Las Sagradas Escrituras registran que, en la tranquila quietud de la noche, el niño Samuel escuchó al Señor llamarlo y respondió: “Aquí estoy” (1 Samuel 3:4). En la desolada colina de Moriah, Abraham demostró su disposición a sacrificarlo todo, incluso a su único hijo. Escuchó al ángel del Señor llamarlo y respondió: “Aquí estoy” (Génesis 22:11). En una mañana de primavera, en un bosque sagrado en Palmyra, el joven José Smith contempló una visión celestial y la aparición del Padre y del Hijo. Recibió su llamado, y su vida fue testimonio de su respuesta: “Aquí estoy.”
En una lejana isla del Pacífico, un misionero fiel, John H. Groberg, también había respondido: “Aquí estoy.”
Con frecuencia, el llamado a servir no viene acompañado del sonido de una banda de marcha, de una multitud vitoreando, ni del aplauso de aquellos cuyo favor se considera tan grande. Tales distracciones no se encontraron en el camino a Damasco, en el bosque de Palmyra, en la montaña de Moriah, en el jardín de Getsemaní, ni en la colina del Gólgota.
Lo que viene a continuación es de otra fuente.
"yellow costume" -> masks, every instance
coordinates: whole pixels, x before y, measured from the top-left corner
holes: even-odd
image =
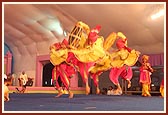
[[[66,61],[68,56],[68,49],[61,48],[57,50],[55,47],[51,46],[50,48],[50,62],[55,66],[59,65],[62,62]]]

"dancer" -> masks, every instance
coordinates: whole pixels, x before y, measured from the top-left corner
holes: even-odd
[[[142,85],[142,96],[151,96],[150,94],[150,84],[151,84],[151,74],[153,68],[151,67],[148,55],[142,56],[142,65],[140,67],[140,83]]]
[[[8,88],[8,80],[6,74],[4,74],[4,101],[9,101],[9,88]]]
[[[62,92],[62,87],[58,83],[58,77],[61,78],[63,85],[66,87],[69,93],[69,98],[73,98],[73,93],[70,90],[70,78],[76,74],[75,68],[66,63],[68,57],[68,42],[66,39],[62,43],[55,43],[50,47],[50,62],[55,66],[52,70],[52,80],[55,89],[58,90],[58,95],[60,97]]]

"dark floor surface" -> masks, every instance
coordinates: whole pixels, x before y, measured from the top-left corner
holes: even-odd
[[[56,94],[11,93],[10,101],[4,102],[4,113],[10,112],[59,112],[59,111],[158,111],[163,113],[164,98],[159,96],[142,97],[141,95],[84,95],[76,94],[69,99],[68,95],[55,98]]]

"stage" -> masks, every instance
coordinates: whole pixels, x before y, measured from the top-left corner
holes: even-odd
[[[10,101],[4,102],[4,113],[165,113],[165,99],[159,96],[67,94],[55,98],[56,93],[10,93]]]

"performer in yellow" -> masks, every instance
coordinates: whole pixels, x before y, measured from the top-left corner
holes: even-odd
[[[73,92],[70,90],[70,78],[76,74],[76,71],[74,67],[66,63],[68,57],[67,45],[68,41],[64,39],[61,43],[55,43],[50,47],[50,62],[55,66],[52,70],[52,80],[55,89],[58,90],[56,97],[64,94],[57,81],[58,77],[60,77],[69,93],[69,98],[73,98]]]
[[[162,79],[159,91],[160,91],[161,97],[164,97],[164,79]]]
[[[142,65],[140,67],[140,83],[142,84],[142,96],[151,96],[150,94],[150,84],[151,84],[151,74],[153,72],[153,68],[148,62],[149,56],[142,56]]]
[[[83,25],[86,25],[86,24],[83,24]],[[82,46],[73,47],[70,50],[70,52],[73,52],[75,57],[79,61],[84,62],[84,63],[96,62],[102,59],[106,55],[105,50],[103,48],[104,38],[98,35],[98,33],[100,32],[100,28],[101,27],[98,25],[96,26],[96,28],[93,28],[90,31],[90,33],[87,33],[88,35],[86,35],[86,37],[80,37],[80,36],[76,37],[76,39],[80,38],[80,41],[85,41],[81,43],[81,44],[84,44],[82,45],[83,47]],[[76,33],[72,33],[72,34],[73,36],[76,36]],[[70,38],[69,40],[71,40]],[[76,39],[74,39],[73,41],[77,41]],[[76,44],[79,44],[79,43],[76,43]]]

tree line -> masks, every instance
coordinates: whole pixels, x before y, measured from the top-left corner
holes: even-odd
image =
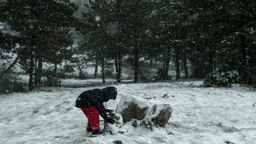
[[[95,69],[101,65],[104,83],[105,63],[114,60],[121,82],[127,56],[134,82],[139,80],[139,60],[144,58],[151,64],[158,60],[166,75],[173,62],[177,79],[182,64],[186,79],[204,78],[228,67],[239,72],[243,83],[255,85],[255,4],[249,0],[89,0],[85,4],[88,11],[78,18],[73,15],[78,6],[68,0],[1,1],[0,22],[17,33],[0,33],[0,54],[17,54],[13,65],[18,63],[30,73],[30,90],[40,83],[43,62],[54,64],[56,72],[64,61],[74,61],[81,69],[81,63],[93,62]],[[75,48],[71,46],[74,29],[83,36]],[[2,71],[0,79],[9,68]]]

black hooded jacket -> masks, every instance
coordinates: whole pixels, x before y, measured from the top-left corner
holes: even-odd
[[[108,99],[115,100],[117,94],[117,90],[113,86],[86,91],[77,98],[75,106],[82,108],[94,106],[99,111],[101,117],[105,119],[107,117],[103,103],[108,101]]]

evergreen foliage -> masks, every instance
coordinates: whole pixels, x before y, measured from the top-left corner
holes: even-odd
[[[227,67],[222,67],[209,73],[204,81],[204,85],[207,87],[230,86],[232,84],[240,82],[238,73]]]

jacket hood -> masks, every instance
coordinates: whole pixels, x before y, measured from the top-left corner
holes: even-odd
[[[117,90],[114,87],[106,87],[102,89],[104,93],[104,99],[115,100],[117,95]]]

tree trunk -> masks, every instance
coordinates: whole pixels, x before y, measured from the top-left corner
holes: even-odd
[[[210,73],[213,71],[213,57],[214,54],[213,51],[209,49],[209,56],[208,57],[208,73]]]
[[[41,82],[42,74],[43,72],[43,60],[41,58],[38,58],[38,65],[37,66],[37,72],[36,75],[36,84],[38,86]]]
[[[55,74],[57,73],[57,62],[54,63],[54,73]]]
[[[176,67],[176,79],[180,78],[180,51],[178,48],[176,48],[176,54],[175,58],[175,65]]]
[[[188,65],[187,63],[187,54],[186,52],[183,53],[183,65],[184,67],[184,71],[185,73],[185,78],[188,78]]]
[[[115,65],[116,66],[116,78],[117,81],[118,79],[118,60],[117,54],[115,55]]]
[[[219,47],[219,44],[216,44],[216,46],[215,47],[214,51],[214,62],[213,63],[213,69],[214,70],[216,70],[217,69],[217,49],[218,49],[218,47]]]
[[[134,48],[134,82],[138,81],[139,77],[139,54],[137,46]]]
[[[166,55],[165,53],[165,52],[164,52],[163,55],[163,71],[165,71],[165,68],[166,68]]]
[[[122,54],[121,49],[118,51],[118,71],[117,75],[117,82],[121,82],[121,76],[122,76]]]
[[[33,38],[31,38],[33,39]],[[33,41],[32,40],[31,41]],[[31,42],[31,44],[34,43]],[[36,49],[34,45],[31,44],[30,51],[30,64],[29,71],[29,89],[32,91],[36,88]]]
[[[167,56],[166,57],[166,67],[165,67],[165,75],[168,75],[168,73],[169,72],[169,64],[170,64],[170,59],[171,59],[171,47],[169,47],[168,48],[168,51],[167,53]]]
[[[105,63],[104,60],[103,48],[101,48],[101,72],[102,74],[102,84],[105,84],[105,74],[104,72]]]
[[[35,17],[36,8],[35,8],[35,2],[32,1],[32,4],[31,6],[31,13],[32,18]],[[31,91],[36,88],[36,64],[37,64],[37,56],[36,56],[36,37],[35,35],[35,32],[34,29],[31,30],[30,35],[30,62],[29,69],[29,81],[28,84],[29,89]]]
[[[242,54],[242,62],[241,64],[243,67],[248,67],[248,59],[247,59],[247,57],[248,56],[248,53],[247,52],[247,50],[246,49],[247,43],[246,42],[246,39],[244,36],[242,36],[242,38],[241,40],[241,51]],[[241,77],[242,79],[244,80],[245,83],[248,84],[250,84],[250,71],[249,70],[247,69],[245,69],[244,68],[242,68],[242,74],[241,76]]]
[[[17,61],[18,61],[18,60],[19,59],[19,57],[20,55],[18,55],[17,57],[15,59],[15,60],[13,61],[13,62],[12,62],[11,65],[10,65],[8,67],[8,68],[6,69],[4,71],[1,73],[0,73],[0,80],[2,78],[3,78],[3,77],[4,76],[4,75],[9,72],[10,70],[11,70],[11,69],[13,67],[15,64],[16,64],[16,63],[17,63]]]
[[[98,74],[98,66],[99,65],[98,58],[96,57],[95,60],[95,71],[94,71],[94,78],[97,77]]]

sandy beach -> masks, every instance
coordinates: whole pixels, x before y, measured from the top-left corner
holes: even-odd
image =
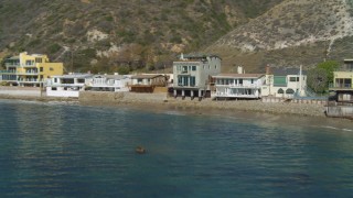
[[[24,96],[0,94],[0,99],[35,100],[77,102],[85,106],[136,107],[141,109],[180,109],[206,112],[207,110],[221,111],[248,111],[272,114],[296,114],[304,117],[325,117],[324,106],[317,103],[293,102],[261,102],[260,100],[225,100],[214,101],[210,98],[201,101],[190,98],[167,97],[167,94],[135,94],[135,92],[98,92],[84,91],[77,98],[57,98],[46,96]]]

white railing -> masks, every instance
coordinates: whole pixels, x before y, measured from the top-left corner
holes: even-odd
[[[261,86],[257,84],[228,84],[228,85],[220,85],[216,84],[216,87],[229,87],[229,88],[257,88],[259,89]]]

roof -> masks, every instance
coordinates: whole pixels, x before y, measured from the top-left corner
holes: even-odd
[[[287,76],[287,75],[300,75],[300,68],[296,67],[271,67],[270,73],[275,76]],[[307,75],[306,70],[301,72],[302,75]]]
[[[12,57],[9,57],[9,58],[7,58],[7,59],[9,59],[9,61],[12,61],[12,59],[20,59],[20,56],[12,56]]]
[[[56,78],[89,78],[93,77],[92,74],[69,74],[69,75],[62,75],[62,76],[52,76]]]
[[[265,74],[218,74],[216,76],[216,78],[260,78],[265,76]]]
[[[202,53],[181,54],[178,57],[180,59],[181,59],[181,57],[191,58],[191,59],[202,59],[202,58],[206,58],[206,57],[217,57],[217,58],[221,59],[221,57],[215,55],[215,54],[202,54]]]
[[[126,76],[122,75],[95,75],[94,78],[107,78],[107,79],[125,79]]]
[[[157,78],[157,77],[160,77],[160,76],[163,76],[163,75],[160,75],[160,74],[143,74],[143,75],[136,75],[136,76],[132,76],[131,79],[152,79],[152,78]]]

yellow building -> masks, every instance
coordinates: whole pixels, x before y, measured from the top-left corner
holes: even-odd
[[[46,55],[20,53],[6,59],[0,81],[13,86],[40,87],[51,76],[64,74],[63,63],[50,63]]]
[[[338,101],[353,102],[353,59],[344,59],[344,66],[333,73],[330,90],[335,91]]]

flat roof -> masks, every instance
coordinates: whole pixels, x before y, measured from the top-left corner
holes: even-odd
[[[218,74],[213,77],[216,77],[216,78],[229,78],[229,77],[233,77],[233,78],[259,78],[263,76],[265,76],[265,74]]]
[[[159,77],[159,76],[163,76],[163,75],[161,75],[161,74],[143,74],[143,75],[132,76],[131,78],[132,79],[138,79],[138,78],[151,79],[151,78],[156,78],[156,77]]]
Con una confianza inquebrantable en el pueblo de Tonga, John H. Groberg les enseñó a no orar por tareas que sean iguales a sus poderes, sino más bien a orar por poderes que sean iguales a sus tareas. Así, la realización de su trabajo no sería un milagro, sino que ellos mismos serían el milagro.
Una despedida cariñosa
Me resultó difícil, el mes pasado, despedirme de Tonga y de su gente preciosa. Allí estaban hombres de fe, mujeres de paciencia e incluso niños con promesa.
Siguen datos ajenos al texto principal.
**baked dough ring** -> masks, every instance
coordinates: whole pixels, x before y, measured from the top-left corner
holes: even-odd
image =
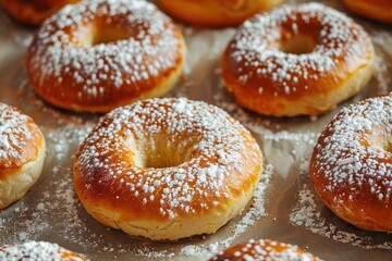
[[[254,240],[238,244],[211,258],[210,261],[243,261],[243,260],[269,260],[269,261],[320,261],[311,253],[290,244],[273,240]]]
[[[353,20],[319,3],[285,4],[244,23],[222,76],[236,102],[265,115],[316,115],[357,94],[375,51]]]
[[[343,0],[347,8],[364,17],[392,23],[391,0]]]
[[[0,260],[88,261],[79,253],[70,251],[57,244],[45,241],[29,241],[16,246],[0,247]]]
[[[392,232],[392,97],[344,108],[322,132],[310,161],[316,191],[338,216]]]
[[[180,76],[180,29],[142,0],[70,4],[44,23],[27,50],[36,92],[69,110],[107,112],[169,91]]]
[[[76,153],[75,190],[107,226],[151,239],[213,233],[253,197],[257,142],[221,109],[150,99],[105,115]]]
[[[38,26],[64,5],[78,1],[81,0],[0,0],[0,3],[15,21]]]
[[[42,133],[33,120],[0,103],[0,209],[21,199],[37,182],[45,150]]]
[[[181,21],[204,26],[238,25],[252,15],[284,0],[159,0],[159,5]]]

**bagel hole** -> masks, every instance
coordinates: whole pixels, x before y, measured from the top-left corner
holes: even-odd
[[[311,36],[294,35],[280,44],[280,50],[292,54],[311,53],[316,48],[316,42]]]
[[[127,38],[128,34],[121,27],[107,25],[98,28],[95,26],[86,44],[87,46],[108,45]]]
[[[164,135],[140,140],[137,144],[139,156],[137,164],[145,169],[166,169],[179,166],[193,157],[194,147],[198,141],[189,137],[170,140]]]

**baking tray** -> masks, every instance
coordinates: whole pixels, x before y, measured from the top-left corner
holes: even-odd
[[[346,12],[340,1],[321,2]],[[391,90],[392,28],[347,14],[371,35],[376,71],[359,95],[317,117],[266,117],[236,105],[220,76],[220,57],[235,28],[180,24],[188,57],[183,79],[167,96],[204,100],[240,120],[260,145],[264,172],[243,214],[213,235],[155,243],[107,228],[81,206],[73,189],[73,158],[100,115],[59,110],[35,95],[24,69],[35,29],[14,24],[0,10],[0,101],[29,114],[41,127],[48,147],[38,183],[0,213],[0,244],[47,240],[91,260],[207,260],[249,238],[271,238],[296,244],[324,260],[392,260],[392,235],[364,232],[336,217],[317,197],[308,177],[313,146],[333,115],[344,105]]]

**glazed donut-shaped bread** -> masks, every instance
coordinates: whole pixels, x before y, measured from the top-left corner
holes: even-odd
[[[69,110],[107,112],[173,87],[184,63],[180,29],[143,0],[70,4],[27,50],[36,92]]]
[[[265,115],[315,115],[357,94],[375,51],[353,20],[319,3],[285,4],[246,21],[222,76],[236,102]]]
[[[305,250],[290,244],[272,240],[254,240],[238,244],[231,247],[213,258],[210,261],[319,261],[320,259],[306,252]]]
[[[15,21],[27,25],[40,25],[44,20],[69,3],[79,0],[0,0],[1,7]]]
[[[392,97],[344,108],[311,157],[316,191],[338,216],[366,231],[392,232]]]
[[[213,233],[243,211],[261,164],[249,132],[221,109],[149,99],[100,120],[76,153],[74,183],[102,224],[179,239]]]
[[[159,0],[159,5],[181,21],[204,26],[238,25],[255,13],[284,0]]]
[[[343,0],[347,8],[364,17],[392,23],[391,0]]]
[[[42,133],[33,120],[0,103],[0,209],[21,199],[37,182],[45,150]]]
[[[0,260],[88,261],[79,253],[70,251],[57,244],[45,241],[29,241],[16,246],[0,247]]]

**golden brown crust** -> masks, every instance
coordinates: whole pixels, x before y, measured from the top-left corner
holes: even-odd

Abordamos el avión. Lentamente rodó hacia la pista de hierba, y con un rugido ganó velocidad y se elevó suavemente hacia el cielo azul. Miré a la multitud que nos había despedido. A lo lejos, vi el gran complejo escolar. En mi memoria pensé en las seis tumbas de aquellos primeros misioneros. Silenciosamente repetí un verso del “Recesional” de Kipling:
“El tumulto y el clamor mueren,
Los capitanes y los reyes se marchan;
Aún permanece tu antiguo sacrificio,
Un corazón humilde y contrito;
Señor Dios de los ejércitos,
Quédate con nosotros aún,
No sea que olvidemos, no sea que olvidemos.”
El milagro del amor
Desde la ventana de la cabina, eché un último vistazo a Nuku’alofa, que significa “el hogar del amor.” Me di cuenta de que el amor no es solo el milagro de las Islas Amigables; el amor es la guía hacia la felicidad en esta vida y un requisito para la vida eterna.
Dios amó tanto al mundo que dio a su Hijo (Juan 3:16). El Redentor amó tanto a la humanidad que dio su vida. A ti y a mí nos declaró: “Un mandamiento nuevo os doy: Que os améis unos a otros; así como yo os he amado…”
“En esto conocerán todos que sois mis discípulos” (Juan 13:34-35).
Con todo mi corazón, ruego que seamos obedientes a tal visión celestial, pues testifico que vino del Hijo de Dios, quien es nuestro Redentor, nuestro Mediador con el Padre, incluso Jesucristo, el Señor. De esto doy testimonio, en el nombre de Jesucristo. Amén.